Note that the motor and MCU losses account for a large proportion under all temperatures due to copper loss, iron loss, and heat transfer loss [49,50]. From Figure 5, the heat transfer loss of the front motor and the MCU at −7 °C, 23 °C, and 35 °C is 5.24 kWh, 6.11 kWh, and 5.57 kWh, respectively, while the whole energy loss of the front motor and the MCU at −7 °C, 23 °C, and 35 °C is 10.09 kWh, 10.97 kWh, and 9.08 kWh, respectively. This means that most of the front motor and MCU losses are heat transfer losses at different temperatures, and this is the same for the rear motor and the MCU. In Figure 5, it can also be seen that the power battery pack thermal transfer loss at −7 °C is much higher than that at 23 °C and 35 °C. This is because the battery power characteristics worsen, and the charging and discharging efficiency decreases at low environment temperatures [51]. The thermal management system should improve the power battery pack temperature to ensure the good power characteristics of the battery, leading to high thermal transfer losses. Generally speaking, research on energy regeneration technology is very important. It is an effective way to improve vehicle energy utilization efficiency [52,53]. Although more regeneration energy can be recovered, this can only be achieved during the braking process [54,55]. In Figure 5 and Figure 7, the proportion of battery-recycled energy under braking conditions at 23 °C (75.84%) is much higher than that at −7 °C (53.15%) and 35 °C (62.79%). This is another reason for the higher energy utilization and the longer driving range for testing the EV at 23 °C. It should be pointed out that the compressor energy consumption accounts for a large proportion in both braking and driving conditions at 35 °C, and the proportions are 15.25% and 12.41%, respectively. However, the compressor energy consumption is basically 0 in both braking and driving conditions at −7 °C and 23 °C. That is because the compressor needs to work for a long time to guarantee the normal operation of air conditioning and decrease the temperature in the car under high environmental temperatures [56]. The other losses such as DC/DC losses, air fan consumption, front and rear blower consumption, and electric accessories consumption are very small under all environmental temperatures, and those have little effect on the energy consumption of the whole vehicle.

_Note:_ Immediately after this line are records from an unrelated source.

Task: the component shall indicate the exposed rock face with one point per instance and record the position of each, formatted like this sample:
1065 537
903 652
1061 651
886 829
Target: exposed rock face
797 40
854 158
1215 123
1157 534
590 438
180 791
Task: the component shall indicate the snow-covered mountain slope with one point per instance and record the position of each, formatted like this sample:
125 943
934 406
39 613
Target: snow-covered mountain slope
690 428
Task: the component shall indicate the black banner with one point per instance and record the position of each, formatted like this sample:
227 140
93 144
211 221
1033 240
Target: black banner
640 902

3.2. Key Component Operation Condition and Efficiency

In order to deeply understand the energy flow characteristics of this EV, the key component operation condition and efficiency under different environmental temperatures were analyzed in detail. The key component operation efficiency is also an important parameter to evaluate the energy utilization characteristics of EVs [57], and it can be obtained thought the energy flow chart (see Figure 5).
The power system and component working efficiency under different temperatures is shown in Figure 8. It can be seen that most of the power system and component working efficiencies are less than 90%, except for the retarder and charging system under all environmental temperatures. Some measures can be taken to improve the efficiency of the relevant components, especially for the motor drive assembly system, which has high energy consumption (See Figure 6 and Figure 7). On the whole, the power system and component working efficiency at 23 °C is higher than that at −7 °C and 35 °C. To some extent, this also reflects that the electric vehicle has the highest energy efficiency at 23 °C.

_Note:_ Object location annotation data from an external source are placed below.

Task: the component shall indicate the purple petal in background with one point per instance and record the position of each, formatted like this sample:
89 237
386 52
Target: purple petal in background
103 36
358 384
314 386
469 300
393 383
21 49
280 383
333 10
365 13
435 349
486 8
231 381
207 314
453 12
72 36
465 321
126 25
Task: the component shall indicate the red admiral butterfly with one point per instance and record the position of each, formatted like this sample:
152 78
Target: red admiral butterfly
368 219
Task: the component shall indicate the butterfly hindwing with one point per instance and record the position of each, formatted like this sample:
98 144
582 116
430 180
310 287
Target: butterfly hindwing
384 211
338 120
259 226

The main function of the power battery in EVs is to provide output power during acceleration and energy recovery during frequent braking. As is known, power batteries are mainly used for power output during acceleration and energy recovery during frequent braking in EVs [58]. In general, the SOC is one of the most significant evaluation indicators and performance parameters of batteries [59]. Accuracy of the SOC is critical to the battery management strategy [60]. The SOCs of the power battery under different environmental temperatures during the first WLTC cycle are shown in Figure 9. It can be seen that the SOC declines the fastest at −7 °C, followed by 35 °C. The main reasons for the difference in the SOC decline rate are the differences in the power demands of air conditioning, warm air PTC, and battery PTC under low and high environmental temperatures. The specific battery output power at different temperatures during the first WLTC cycle is shown in Figure 10. It can also be seen that the battery output power at 23 °C is lower than that at −7 °C and 35 °C at the same moment.

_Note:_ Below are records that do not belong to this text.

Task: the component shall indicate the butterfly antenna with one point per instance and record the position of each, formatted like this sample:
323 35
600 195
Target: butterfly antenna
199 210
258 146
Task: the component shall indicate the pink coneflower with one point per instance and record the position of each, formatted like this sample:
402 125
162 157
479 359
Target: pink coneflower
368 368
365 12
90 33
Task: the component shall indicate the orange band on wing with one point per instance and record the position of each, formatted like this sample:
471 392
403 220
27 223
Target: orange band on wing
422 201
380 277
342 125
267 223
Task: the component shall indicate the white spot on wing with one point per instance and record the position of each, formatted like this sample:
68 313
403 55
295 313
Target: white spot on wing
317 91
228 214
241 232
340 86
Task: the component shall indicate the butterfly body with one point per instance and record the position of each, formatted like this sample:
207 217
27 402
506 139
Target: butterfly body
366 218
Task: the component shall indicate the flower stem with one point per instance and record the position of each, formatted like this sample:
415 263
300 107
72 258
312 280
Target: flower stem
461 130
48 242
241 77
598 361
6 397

The motor working points distributions are very important to vehicle drive and energy recovery. This will have a big impact on the efficiency of battery output power and energy recovery [61]. The front and rear motor operation point distributions at different temperatures are shown in Figure 11. It is possible to see that the front motor working points under driving conditions are most widely distributed at 35 °C followed by −7 °C (Figure 11a). This indicates that the working condition at 35 °C is the most severe and leads to the lowest working efficiency (see Figure 8), while for the front motor working points under braking conditions, the motor working points at 23 °C and 35 °C are mainly in the relatively high efficiency areas, leading to higher working efficiency than that at −7 °C. The front motor working efficiency under driving conditions at −7 °C, 23 °C, and 35 °C is 84.8%, 82.5%, and 85.6%, respectively, while that under braking conditions is 82.2%, 84.5%, and 85.1%, respectively (see Figure 8). For the rear motor, the working points under driving conditions are most widely distributed at −7 °C, followed by 35 °C. In addition, the working point characteristics of the rear motor under braking conditions are similar to the front motor (see Figure 11b). The rear motor working efficiency under driving conditions at −7 °C, 23 °C, and 35 °C is 84%, 86.4%, and 85.8%, respectively, while that under braking conditions is 81.8%, 83.8%, and 85.9%, respectively (see Figure 8). Note that it can be seen that the negative torque of the front motor has a wider distribution range than that of the rear motor and the absolute value is larger, indicating that the front motor undertakes more energy recovery work (see Figure 5).

4. Conclusions

In the present study, the energy flow of a battery electric passenger vehicle under different environmental temperatures under a WLTC was experimentally examined in a climate chamber. The energy flow distribution characteristics, energy loss conditions, and key components’ operating conditions and working efficiency under different environmental temperatures are detailed and were comparatively analyzed. The main conclusions are as follows:
The environmental temperature has a profound impact on the EV’s performance and the critical components’ working conditions. The driving mileage of the tested vehicle at −7 °C, 23 °C, and 35 °C under a WLTC is 162.89 km, 256.09 km, and 198.69 km, respectively.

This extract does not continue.